Et il a également évoqué le sujet de l’avortement : « Pour défendre la dignité de chaque personne, je demande au Congrès d’adopter une loi interdisant l’avortement tardif des enfants pouvant ressentir une douleur dans le ventre de leur mère. » L’avortement est autorisé aux Etats-Unis jusqu’à la 22e semaine de grossesse.

  • La confirmation d’un sommet avec Kim Jong-un au Vietnam

Le chapitre consacré à la politique étrangère lui a valu des applaudissements inégaux dans son camp tant certaines de ses décisions suscitent un malaise. Le Sénat a approuvé lundi soir à une très large majorité un amendement critiquant sa décision de retirer les troupes américaines de Syrie et d’Afghanistan, pays à propos duquel il a évoqué des discussions « constructives » avec les talibans.

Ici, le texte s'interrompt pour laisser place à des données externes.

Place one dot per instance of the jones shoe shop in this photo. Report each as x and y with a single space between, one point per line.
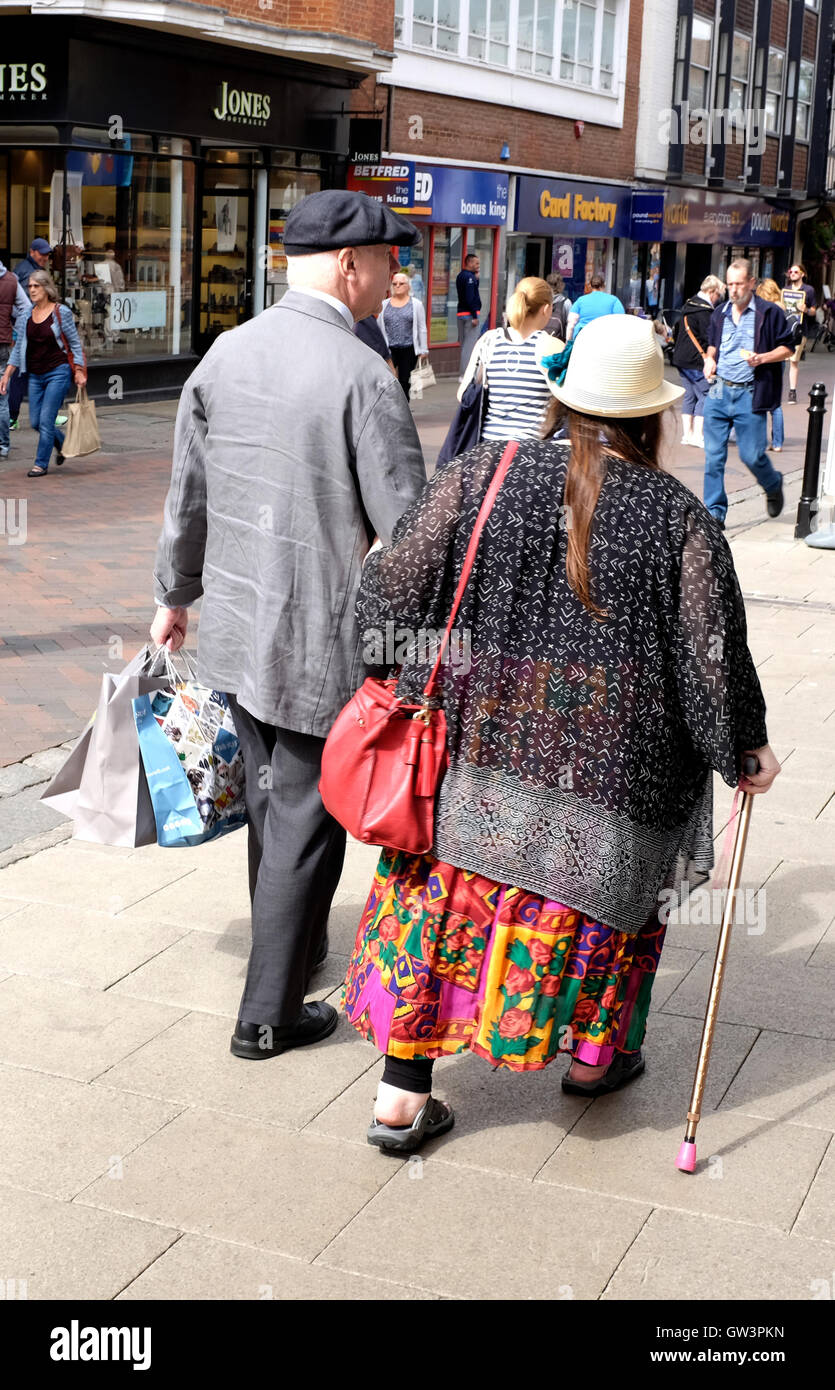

Le président américain a aussi profité de ce rendez-vous pour annoncer le lieu et la date de son prochain sommet avec le dirigeant nord-coréen Kim Jong Un qui se déroulera les 27 et 28 février au Vietnam.

Une nouvelle fois, il a averti la Chine qu’elle ne pourrait plus « voler les emplois et la richesse des Américains » et exigé des « changements structurels » de Pékin pour mettre fin à ses pratiques commerciales « injustes ».

Il a aussi assuré les Vénézuéliens du soutien américain dans leur « quête de liberté ». Les Etats-Unis, ainsi qu’une quarantaine d’autres pays, ont reconnu l’opposant vénézuélien Juan Guaido comme président par intérim et seule autorité légitime à Caracas.

  • Un « Happy birthday » pour détendre l’atmosphère

Dans l’hémicycle, le contraste était saisissant entre les rangs républicains et démocrates, beaucoup plus marqués par la diversité dans ce Congrès américain qui affiche depuis janvier un nombre record de femmes et d’élus issus de minorités.

Les élues démocrates se félicitent du nombre record de femmes  au Congrès. / JONATHAN ERNST / REUTERS

La première dame Melania Trump a été reçue par près d’une minute d’applaudissements, mais certains démocrates se sont abstenus.

Fait remarquable : le discours a été interrompu par un « Happy Birthday » chanté en cœur lorsque le président a présenté Judah Samet, survivant de la tuerie de la synagogue de Pittsburgh fin octobre 2018. « Ils ne le feraient pas pour moi », a ajouté Donald Trump dans les rires.

Le 45e président des Etats-Unis a conclu son discours sur une tonalité rassembleuse : « Nous devons choisir si nous nous définissons par nos différences ou si avons l’audace de les transcender. »

Le prochain combat budgétaire, avec une échéance fixée au 15 février, pourrait rapidement marquer la reprise d’un affrontement politique sans merci jusqu’à l’élection présidentielle de novembre 2020.